When does external behaviour imply interal structure?

I’ve been working on an AI safety camp project where we try to describe agent structure. This post defines some key concepts and conveys my reasoning about this topic so far. It is mostly conceptual. The first section discusses what structure is and what it means for an object’s behavior to imply structure. The second part shows ways of thinking about program structure. Then, we discuss different types of agent structures.

Basic structure

Consider the following sequence of numbers

1, 11, 21, 1211, 111221, 312211, 13112221, 1113213211, 31131211131221

Even if you don’t know the function that generates these numbers, you can still find some patterns in the numbers if you look long enough. For example, you can see that the numbers always get bigger and end with a 1. This doesn’t fully describe the sequence, but it describes some structure in the numbers. (if you are curious, this is the look and say sequence)

Let’s dive into the structure by doing a simple conceptual analysis. Structure is a property of entities. The structure of an entity is a logical or mathematical object that partially describes that entity. An entity may have many different types of structures.

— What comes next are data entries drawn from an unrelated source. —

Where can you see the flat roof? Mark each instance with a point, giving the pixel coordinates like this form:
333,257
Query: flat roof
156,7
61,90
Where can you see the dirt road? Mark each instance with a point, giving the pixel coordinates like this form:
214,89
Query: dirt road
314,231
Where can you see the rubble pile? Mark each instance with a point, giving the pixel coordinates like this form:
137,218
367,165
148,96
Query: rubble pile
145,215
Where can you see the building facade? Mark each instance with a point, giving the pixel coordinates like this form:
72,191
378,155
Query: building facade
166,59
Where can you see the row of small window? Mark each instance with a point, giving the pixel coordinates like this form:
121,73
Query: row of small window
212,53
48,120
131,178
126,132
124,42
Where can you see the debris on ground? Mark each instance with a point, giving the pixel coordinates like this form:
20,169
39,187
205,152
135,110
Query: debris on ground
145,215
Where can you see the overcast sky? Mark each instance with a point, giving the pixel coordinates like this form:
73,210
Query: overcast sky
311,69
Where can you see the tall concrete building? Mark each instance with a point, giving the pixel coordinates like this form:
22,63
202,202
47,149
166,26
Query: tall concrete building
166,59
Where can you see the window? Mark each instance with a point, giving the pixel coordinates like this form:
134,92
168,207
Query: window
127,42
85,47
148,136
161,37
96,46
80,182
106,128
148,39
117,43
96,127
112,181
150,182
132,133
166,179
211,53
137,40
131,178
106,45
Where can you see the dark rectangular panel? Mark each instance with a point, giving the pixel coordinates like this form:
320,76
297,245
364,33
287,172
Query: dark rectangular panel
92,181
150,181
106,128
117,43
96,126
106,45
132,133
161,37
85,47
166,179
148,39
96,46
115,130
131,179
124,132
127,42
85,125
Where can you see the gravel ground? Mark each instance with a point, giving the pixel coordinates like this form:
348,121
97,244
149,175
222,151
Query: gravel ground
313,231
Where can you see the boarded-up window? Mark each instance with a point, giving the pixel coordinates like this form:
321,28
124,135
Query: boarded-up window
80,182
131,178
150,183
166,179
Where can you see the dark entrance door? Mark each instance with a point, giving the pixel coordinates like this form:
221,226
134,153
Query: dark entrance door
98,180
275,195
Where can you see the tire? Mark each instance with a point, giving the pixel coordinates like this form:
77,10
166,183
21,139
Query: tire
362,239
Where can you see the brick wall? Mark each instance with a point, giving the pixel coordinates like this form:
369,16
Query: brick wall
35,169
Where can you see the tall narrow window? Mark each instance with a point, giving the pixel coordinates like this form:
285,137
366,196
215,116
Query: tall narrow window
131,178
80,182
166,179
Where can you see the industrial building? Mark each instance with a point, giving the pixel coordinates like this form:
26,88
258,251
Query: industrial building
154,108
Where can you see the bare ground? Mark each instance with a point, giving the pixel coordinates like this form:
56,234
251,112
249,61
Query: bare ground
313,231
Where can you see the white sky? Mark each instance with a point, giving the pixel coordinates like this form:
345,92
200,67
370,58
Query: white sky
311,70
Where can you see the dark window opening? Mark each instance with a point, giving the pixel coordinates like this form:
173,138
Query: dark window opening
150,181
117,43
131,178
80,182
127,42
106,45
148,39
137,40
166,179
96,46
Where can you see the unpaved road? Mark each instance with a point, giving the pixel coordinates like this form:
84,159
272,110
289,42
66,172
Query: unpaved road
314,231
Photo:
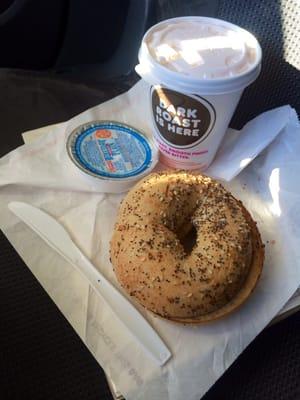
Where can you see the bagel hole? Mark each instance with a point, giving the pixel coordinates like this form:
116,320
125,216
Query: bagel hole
189,240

Examples of things with structure

the sequence 01010101 has a repetitive structure
The US interstate system has a graph structure
Monopoly has a game-theoretic structure

Structures are built on top of each other. For example, rings have a group structure, which has a set structure.

Determining structure

Let’s say we have some object $O$ and want to show that it has some structure. $O$ might have some already known structure, like being a Turing machine or a Python program.

To try to determine $O$ ’s structure, we will test its behavior by asking it questions and examining the responses. Take a set as an example. We can ask, “Is this element in the set?” or “How many elements are in the set?” When we ask enough questions, we can conclude that the set has a certain structure, like “only contains even numbers.”

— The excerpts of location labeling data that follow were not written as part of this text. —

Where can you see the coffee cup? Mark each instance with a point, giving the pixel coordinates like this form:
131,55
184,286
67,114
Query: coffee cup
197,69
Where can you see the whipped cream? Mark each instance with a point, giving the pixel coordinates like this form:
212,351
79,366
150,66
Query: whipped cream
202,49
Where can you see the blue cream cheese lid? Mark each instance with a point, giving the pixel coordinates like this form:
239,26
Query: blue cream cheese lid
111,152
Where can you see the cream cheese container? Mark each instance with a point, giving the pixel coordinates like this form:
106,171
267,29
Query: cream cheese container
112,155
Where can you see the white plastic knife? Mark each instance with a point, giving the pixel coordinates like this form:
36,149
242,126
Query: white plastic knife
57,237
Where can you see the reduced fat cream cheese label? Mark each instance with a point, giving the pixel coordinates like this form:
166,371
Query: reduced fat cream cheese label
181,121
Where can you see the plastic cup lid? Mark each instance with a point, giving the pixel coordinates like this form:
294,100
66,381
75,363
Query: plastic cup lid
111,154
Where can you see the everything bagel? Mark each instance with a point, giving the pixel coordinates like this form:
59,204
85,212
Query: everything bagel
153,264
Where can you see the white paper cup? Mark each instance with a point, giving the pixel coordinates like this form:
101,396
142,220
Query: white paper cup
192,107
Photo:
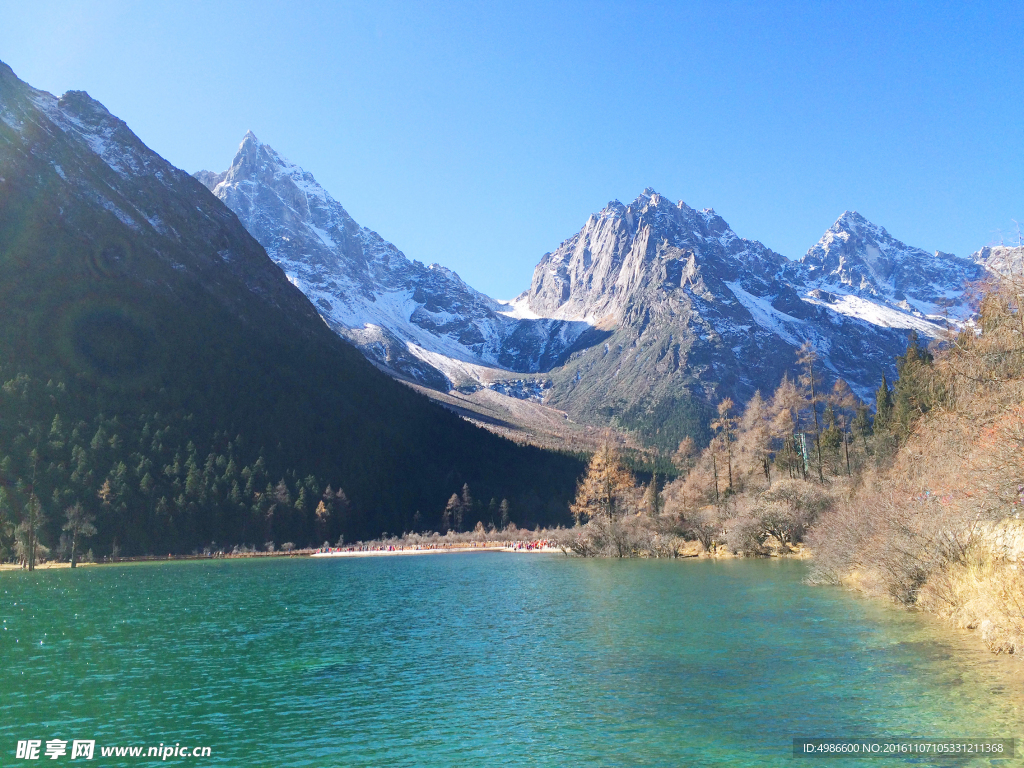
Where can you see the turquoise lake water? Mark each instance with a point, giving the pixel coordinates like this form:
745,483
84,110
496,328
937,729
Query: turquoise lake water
481,659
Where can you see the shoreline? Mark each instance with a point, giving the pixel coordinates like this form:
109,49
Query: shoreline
439,551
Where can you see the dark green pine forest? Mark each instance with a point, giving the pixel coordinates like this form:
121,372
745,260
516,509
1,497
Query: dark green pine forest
159,370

I like to call this “carving” out structure instead of building it up. We start with the prior that this set is a random one from the set of all sets, and then by asking questions, we narrow down the possible objects this set could be until we conclude it is a particular one or a particular set of sets that share some structure.

Program structure

We will now consider the structure of programs; this is especially useful when considering agents since agents can be thought of as programs.

Consider these two Python programs

def quick_sort(arr):
	if len(arr) <= 1:
		return arr
	pivot = arr[len(arr) // 2]
	left = [x for x in arr if x < pivot]
	middle = [x for x in arr if x == pivot]
	right = [x for x in arr if x > pivot]
	return quick_sort(left) + middle + quick_sort(right)

def insertion_sort(arr):
	for i in range(1, len(arr)):
		key = arr[i]
		j = i - 1
		while j >= 0 and key < arr[j]:
			arr[j + 1] = arr[j]
			j -= 1
		arr[j + 1] = key
	return arr

These programs are behaviorally identical but structurally different. They both compute the same function, mapping unsorted arrays to sorted arrays, but they do it differently.

Let’s examine some key ways their structure is different. The quick sort program uses recursion, while the insertion sort program has a doubly nested loop. The quick sort program makes new arrays, while the insertion sort program swaps elements in place. We will call these features programmatic structure.

Now, consider this implementation of insertion sort.

def recursive_insertion_sort(arr, n=None):
	if n is None:
		n = len(arr)
	if n <= 1:
		return
	recursive_insertion_sort(arr, n-1)
	last = arr[n-1]
	j = n-2
	while (j >= 0 and arr[j] > last):
		arr[j + 1] = arr[j]
		j -= 1
arr[j + 1] = last

This program has a very different structure compared to the previous insertion sort. It is now recursive and has conditionals that weren’t there before. Is this still insertion sort? I’d argue that it is. While the two programs have different program structures, they still seemed to have some structure in common.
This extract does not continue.